# Winning Jeopardy

## Jeopardy Questions

[Jeopardy](https://www.jeopardy.com/) is a popular TV show in the US where participants answer questions to win money. In this project, we will work with a dataset of Jeopardy questions to look for patterns to improve the chances of winning.
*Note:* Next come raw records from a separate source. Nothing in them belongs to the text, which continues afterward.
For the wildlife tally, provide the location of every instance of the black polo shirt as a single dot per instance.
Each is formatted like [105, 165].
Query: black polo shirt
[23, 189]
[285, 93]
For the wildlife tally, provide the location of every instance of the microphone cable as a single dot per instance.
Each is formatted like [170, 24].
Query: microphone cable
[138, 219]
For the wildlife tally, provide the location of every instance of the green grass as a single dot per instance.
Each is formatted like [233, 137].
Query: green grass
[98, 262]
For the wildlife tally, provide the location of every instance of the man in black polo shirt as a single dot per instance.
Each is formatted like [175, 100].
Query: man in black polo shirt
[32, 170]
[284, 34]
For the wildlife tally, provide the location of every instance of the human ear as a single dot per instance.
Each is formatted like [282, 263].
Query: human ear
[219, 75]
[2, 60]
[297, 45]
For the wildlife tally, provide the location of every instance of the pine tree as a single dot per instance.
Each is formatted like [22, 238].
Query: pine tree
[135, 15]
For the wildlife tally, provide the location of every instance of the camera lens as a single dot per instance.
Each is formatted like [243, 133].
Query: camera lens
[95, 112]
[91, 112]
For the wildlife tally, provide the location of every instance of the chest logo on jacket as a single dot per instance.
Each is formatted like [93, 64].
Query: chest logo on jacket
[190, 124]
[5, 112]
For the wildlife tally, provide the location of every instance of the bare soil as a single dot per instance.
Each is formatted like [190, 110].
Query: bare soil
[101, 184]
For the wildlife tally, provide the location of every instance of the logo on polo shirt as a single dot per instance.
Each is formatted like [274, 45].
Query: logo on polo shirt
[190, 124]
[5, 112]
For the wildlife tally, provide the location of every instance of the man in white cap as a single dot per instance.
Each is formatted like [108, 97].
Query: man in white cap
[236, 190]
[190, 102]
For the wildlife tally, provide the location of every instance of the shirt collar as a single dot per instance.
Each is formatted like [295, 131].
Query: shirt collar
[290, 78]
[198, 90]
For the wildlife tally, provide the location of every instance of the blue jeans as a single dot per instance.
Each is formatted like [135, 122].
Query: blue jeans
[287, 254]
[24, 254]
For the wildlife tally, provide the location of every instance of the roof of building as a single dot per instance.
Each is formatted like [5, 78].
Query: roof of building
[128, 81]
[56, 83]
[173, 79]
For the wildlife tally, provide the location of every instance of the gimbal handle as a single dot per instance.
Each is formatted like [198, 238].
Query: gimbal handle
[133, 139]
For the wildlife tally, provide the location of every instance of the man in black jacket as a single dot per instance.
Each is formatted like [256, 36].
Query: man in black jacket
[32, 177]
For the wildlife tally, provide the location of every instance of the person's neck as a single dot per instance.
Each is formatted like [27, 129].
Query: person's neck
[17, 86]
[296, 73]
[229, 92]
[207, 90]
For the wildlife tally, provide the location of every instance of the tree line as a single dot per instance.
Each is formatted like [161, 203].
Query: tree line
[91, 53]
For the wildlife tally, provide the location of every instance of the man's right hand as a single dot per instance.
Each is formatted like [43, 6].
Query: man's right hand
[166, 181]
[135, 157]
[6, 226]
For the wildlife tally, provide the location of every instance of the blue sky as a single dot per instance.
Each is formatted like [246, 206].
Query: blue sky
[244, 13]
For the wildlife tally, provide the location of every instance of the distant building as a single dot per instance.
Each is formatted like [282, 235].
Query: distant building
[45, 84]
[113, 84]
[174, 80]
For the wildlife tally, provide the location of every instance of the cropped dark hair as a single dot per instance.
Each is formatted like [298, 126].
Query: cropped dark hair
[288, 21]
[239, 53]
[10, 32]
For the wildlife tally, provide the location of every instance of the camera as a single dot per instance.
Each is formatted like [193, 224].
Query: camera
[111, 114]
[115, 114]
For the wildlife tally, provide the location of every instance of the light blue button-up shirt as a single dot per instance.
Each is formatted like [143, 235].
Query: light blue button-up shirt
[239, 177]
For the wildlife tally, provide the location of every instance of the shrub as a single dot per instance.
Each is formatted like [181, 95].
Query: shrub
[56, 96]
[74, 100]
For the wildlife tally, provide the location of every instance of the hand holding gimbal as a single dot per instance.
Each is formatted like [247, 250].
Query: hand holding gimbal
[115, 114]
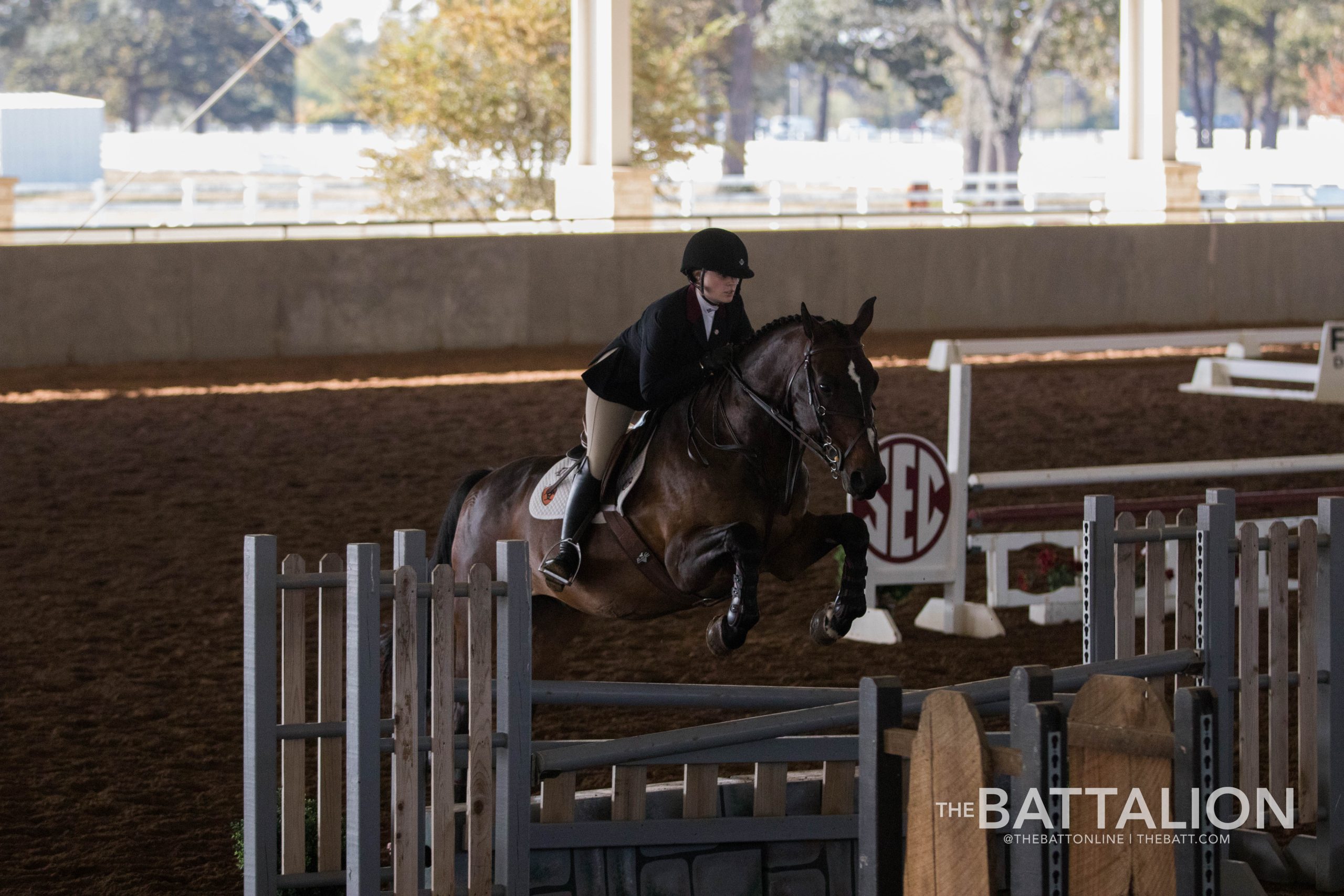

For those familiar with the show, the contestant usually has to give the answer in the form of a question while the actual question is phrased as an answer. An example question could be, "This famous white beagle is from the Peanuts series." The contestant would be required to answer with a question such as, "Who is Snoopy?" While the format of Jeopardy's questions and answers are different than most quiz shows, this dataset lists questions and answers in the typical format where a contestant is asked a question and provides an answer.

In [1]:
import pandas as pd
import re
import random
from scipy import stats
import numpy as np

jeopardy = pd.read_csv('jeopardy.csv')
jeopardy.head()

Unnamed: 0,Show Number,Air Date,Round,Category,Value,Question,Answer
0,4680,2004-12-31,Jeopardy!,HISTORY,$200,"For the last 8 years of his life, Galileo was ...",Copernicus
1,4680,2004-12-31,Jeopardy!,ESPN's TOP 10 ALL-TIME ATHLETES,$200,No. 2: 1912 Olympian; football star at Carlisl...,Jim Thorpe
2,4680,2004-12-31,Jeopardy!,EVERYBODY TALKS ABOUT IT...,$200,The city of Yuma in this state has a record av...,Arizona
3,4680,2004-12-31,Jeopardy!,THE COMPANY LINE,$200,"In 1963, live on ""The Art Linkletter Show"", th...",McDonald's
4,4680,2004-12-31,Jeopardy!,EPITAPHS & TRIBUTES,$200,"Signer of the Dec. of Indep., framer of the Co...",John Adams


In [2]:
jeopardy.info()

<class 'pandas.core.frame.DataFrame'>
RangeIndex: 19999 entries, 0 to 19998
Data columns (total 7 columns):
Show Number    19999 non-null int64
 Air Date      19999 non-null object
 Round         19999 non-null object
 Category      19999 non-null object
 Value         19999 non-null object
 Question      19999 non-null object
 Answer        19999 non-null object
dtypes: int64(1), object(6)
memory usage: 1.1+ MB


In [3]:
jeopardy.columns

Index(['Show Number', ' Air Date', ' Round', ' Category', ' Value',
       ' Question', ' Answer'],
      dtype='object')

We'll remove any spaces from the columns for ease of use.

In [4]:
jeopardy.columns = jeopardy.columns.str.replace(' ','')
jeopardy.columns

Index(['ShowNumber', 'AirDate', 'Round', 'Category', 'Value', 'Question',
       'Answer'],
      dtype='object')

## Normalizing Text

Before beginning analysis of the questions, we need to normalize the `Question` and `Answer` columns by removing punctuation and capitalization. This will prevent the same words being classified as different which will be important during our analysis.

In [5]:
def normalize_string(string):
    return re.sub(r'[^\w\s]','',string).lower()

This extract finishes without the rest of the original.